Mais ce sujet lui paraissait pénible. Il rompit les chiens.

— M. Lescaa, dit-il, l’avez-vous jamais vu jouer.

— Comme tout le monde dans nos douces Pyrénées. Chez nous, ce n’est pas l’amour qu’il faut dire, mais le baccara, tyran des hommes et des dieux. Votre cousin, c’est bien ce vieux homme, vaguement banquier : beaucoup de branche, des cheveux blancs, et des yeux rares, pleins de mépris et de feu.

Vitalis fit signe qu’oui.

— Oui je l’ai vu — et ressenti. Ah ! quelles banques ! Il aurait gagné les lustres s’il avait pris la peine de les décrocher. Et votre Beaudésyme ne joue jamais devant M. Lescaa, lui. Mais ni l’un ni l’autre, je pense, à Ribamourt.

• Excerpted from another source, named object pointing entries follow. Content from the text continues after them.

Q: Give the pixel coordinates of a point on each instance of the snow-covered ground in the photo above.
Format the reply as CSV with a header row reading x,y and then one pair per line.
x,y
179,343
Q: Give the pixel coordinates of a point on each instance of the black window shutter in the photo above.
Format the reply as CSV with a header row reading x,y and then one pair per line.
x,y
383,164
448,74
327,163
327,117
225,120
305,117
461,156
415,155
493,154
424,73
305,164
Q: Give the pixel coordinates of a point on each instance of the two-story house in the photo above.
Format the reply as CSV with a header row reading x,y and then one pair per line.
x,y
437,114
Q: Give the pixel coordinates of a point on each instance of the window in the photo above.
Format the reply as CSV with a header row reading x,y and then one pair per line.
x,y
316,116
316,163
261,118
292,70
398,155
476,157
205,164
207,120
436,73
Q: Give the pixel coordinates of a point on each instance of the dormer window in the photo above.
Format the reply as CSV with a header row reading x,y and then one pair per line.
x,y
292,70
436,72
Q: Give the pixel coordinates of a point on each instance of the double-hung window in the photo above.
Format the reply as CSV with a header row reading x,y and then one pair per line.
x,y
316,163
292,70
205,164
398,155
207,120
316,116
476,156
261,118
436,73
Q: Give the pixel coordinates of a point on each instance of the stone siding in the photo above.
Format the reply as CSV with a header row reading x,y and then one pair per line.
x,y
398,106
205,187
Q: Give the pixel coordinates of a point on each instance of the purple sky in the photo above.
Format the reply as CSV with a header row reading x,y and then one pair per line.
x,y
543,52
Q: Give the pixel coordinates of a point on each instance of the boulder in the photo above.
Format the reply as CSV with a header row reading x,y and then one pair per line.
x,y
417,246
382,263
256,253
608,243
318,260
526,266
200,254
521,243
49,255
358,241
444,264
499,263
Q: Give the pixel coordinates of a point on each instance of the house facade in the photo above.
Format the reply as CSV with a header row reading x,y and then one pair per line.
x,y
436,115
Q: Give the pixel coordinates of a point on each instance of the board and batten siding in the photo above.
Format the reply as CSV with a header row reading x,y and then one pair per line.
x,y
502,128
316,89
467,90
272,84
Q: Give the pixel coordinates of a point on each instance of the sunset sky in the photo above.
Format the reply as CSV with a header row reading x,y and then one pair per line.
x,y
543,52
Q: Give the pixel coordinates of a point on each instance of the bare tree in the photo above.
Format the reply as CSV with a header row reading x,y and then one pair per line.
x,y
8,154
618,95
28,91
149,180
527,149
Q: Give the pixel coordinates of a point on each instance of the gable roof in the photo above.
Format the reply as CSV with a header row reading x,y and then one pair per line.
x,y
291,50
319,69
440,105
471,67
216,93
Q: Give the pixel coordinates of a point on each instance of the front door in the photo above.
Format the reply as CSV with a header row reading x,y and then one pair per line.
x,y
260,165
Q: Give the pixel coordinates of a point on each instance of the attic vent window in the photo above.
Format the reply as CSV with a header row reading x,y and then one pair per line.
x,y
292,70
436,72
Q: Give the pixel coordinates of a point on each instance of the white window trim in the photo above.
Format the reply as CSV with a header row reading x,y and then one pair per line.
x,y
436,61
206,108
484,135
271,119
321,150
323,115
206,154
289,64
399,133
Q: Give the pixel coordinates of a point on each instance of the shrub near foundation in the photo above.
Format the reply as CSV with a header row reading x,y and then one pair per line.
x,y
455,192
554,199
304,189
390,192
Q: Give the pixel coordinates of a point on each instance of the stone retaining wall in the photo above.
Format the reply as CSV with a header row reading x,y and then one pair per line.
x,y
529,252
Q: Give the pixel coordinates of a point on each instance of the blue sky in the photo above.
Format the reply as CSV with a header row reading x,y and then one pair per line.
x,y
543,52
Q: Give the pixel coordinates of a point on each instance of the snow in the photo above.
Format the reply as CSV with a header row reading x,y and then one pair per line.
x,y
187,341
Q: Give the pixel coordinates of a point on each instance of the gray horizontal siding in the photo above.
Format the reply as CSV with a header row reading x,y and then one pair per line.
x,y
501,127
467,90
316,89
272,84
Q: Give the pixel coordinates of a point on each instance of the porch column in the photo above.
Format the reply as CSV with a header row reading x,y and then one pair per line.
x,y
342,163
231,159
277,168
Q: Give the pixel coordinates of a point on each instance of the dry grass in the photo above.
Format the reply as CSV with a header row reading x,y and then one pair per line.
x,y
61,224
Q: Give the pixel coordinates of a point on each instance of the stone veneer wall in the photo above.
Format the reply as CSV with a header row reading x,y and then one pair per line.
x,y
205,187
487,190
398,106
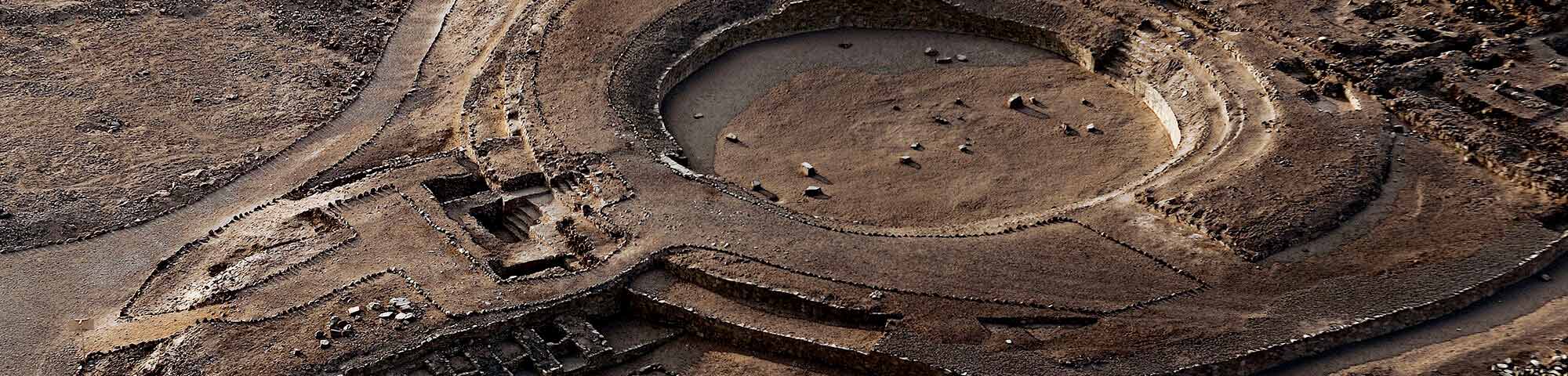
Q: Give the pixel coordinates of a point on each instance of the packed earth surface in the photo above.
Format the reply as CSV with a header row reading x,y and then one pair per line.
x,y
783,187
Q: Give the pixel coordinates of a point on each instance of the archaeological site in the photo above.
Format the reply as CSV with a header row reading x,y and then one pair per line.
x,y
783,187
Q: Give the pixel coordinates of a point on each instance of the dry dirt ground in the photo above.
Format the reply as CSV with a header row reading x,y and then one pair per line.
x,y
604,187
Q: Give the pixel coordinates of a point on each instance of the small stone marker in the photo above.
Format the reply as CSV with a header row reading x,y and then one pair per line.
x,y
1017,101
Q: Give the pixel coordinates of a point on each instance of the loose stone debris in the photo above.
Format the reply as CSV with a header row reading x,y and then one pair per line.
x,y
813,192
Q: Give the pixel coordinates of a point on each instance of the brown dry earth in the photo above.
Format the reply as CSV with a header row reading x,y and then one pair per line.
x,y
1020,161
1293,215
118,114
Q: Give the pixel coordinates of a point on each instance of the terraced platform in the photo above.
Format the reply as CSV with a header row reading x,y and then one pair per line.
x,y
1177,189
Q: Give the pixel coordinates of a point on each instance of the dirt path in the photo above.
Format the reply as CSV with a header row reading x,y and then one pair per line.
x,y
1473,325
49,289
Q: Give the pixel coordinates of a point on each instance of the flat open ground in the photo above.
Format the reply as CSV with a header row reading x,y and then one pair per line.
x,y
600,187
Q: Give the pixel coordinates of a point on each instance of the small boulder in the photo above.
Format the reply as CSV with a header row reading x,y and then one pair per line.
x,y
1017,101
815,192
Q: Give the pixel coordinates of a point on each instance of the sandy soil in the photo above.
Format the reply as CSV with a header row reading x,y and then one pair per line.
x,y
217,90
844,123
1263,192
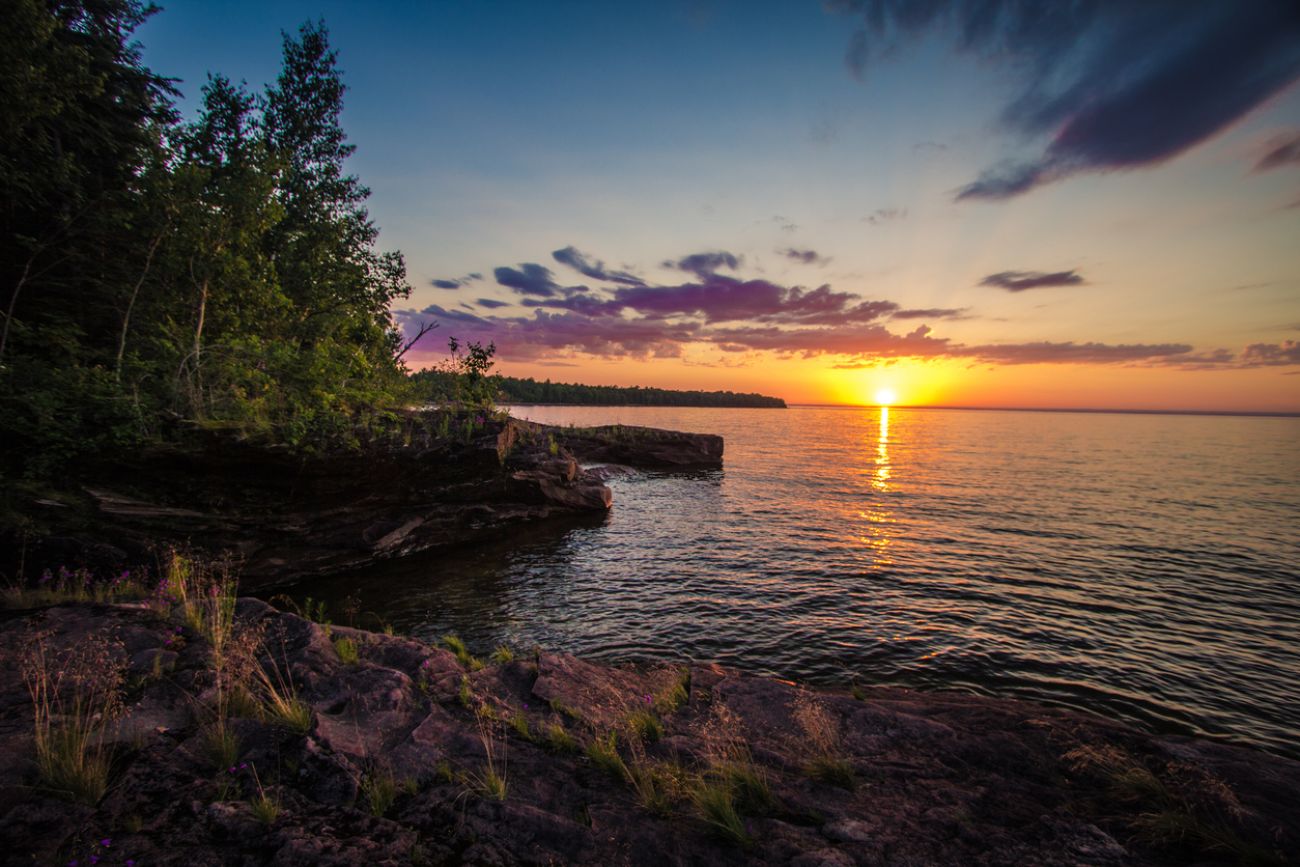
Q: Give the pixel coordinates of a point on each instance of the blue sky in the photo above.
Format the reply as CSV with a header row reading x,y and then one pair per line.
x,y
1119,152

— Rarement, quoique l’occasion ne leur manque pas, cette année. Imaginez qu’il nous a crevé dessus tout un nuage de croupiers, de philosophes, d’aigrefins. Tous les portiers du paradis, quoi ! et prêts à vous montrer le chemin de s’en aller avec les anges.

— Je brûle de les voir. Si on rentrerait.

Le soleil était déjà bas ; la plaine d’Hargouët obliquement illuminée et comme florissante d’une moisson de lumière.

— Hontou, est-ce que vous avez bu, demanda Vitalis au cocher.

— O, o, Moussu : segü.

— En route alors : au Casino.

Et l’on partit, dans la poussière qui semblait d’or rose, et dans le bruit des grelots.

— Vous verrez encore, chez Mme  de Charite, un jésuite : le père Nicolle.

— Je l’ai rencontré chez mes cousins Château-Gaillard, dont il a dirigé un de leurs fils. Et c’est un prêtre charmant.

— Vous aimez donc les jésuites, demanda Vitalis, qui était jeune.

— Un peu plus que Jansénius, répondit l’autre, en adoucissant un sourire sarcastique.

Cérizolles fut à Castabala le lendemain. N’arrivant où que ce fût jamais qu’en retard, il y avait trouvé une compagnie assez nombreuse, partagée déjà entre le tennis et le croquet dont au loin s’entendaient les cris.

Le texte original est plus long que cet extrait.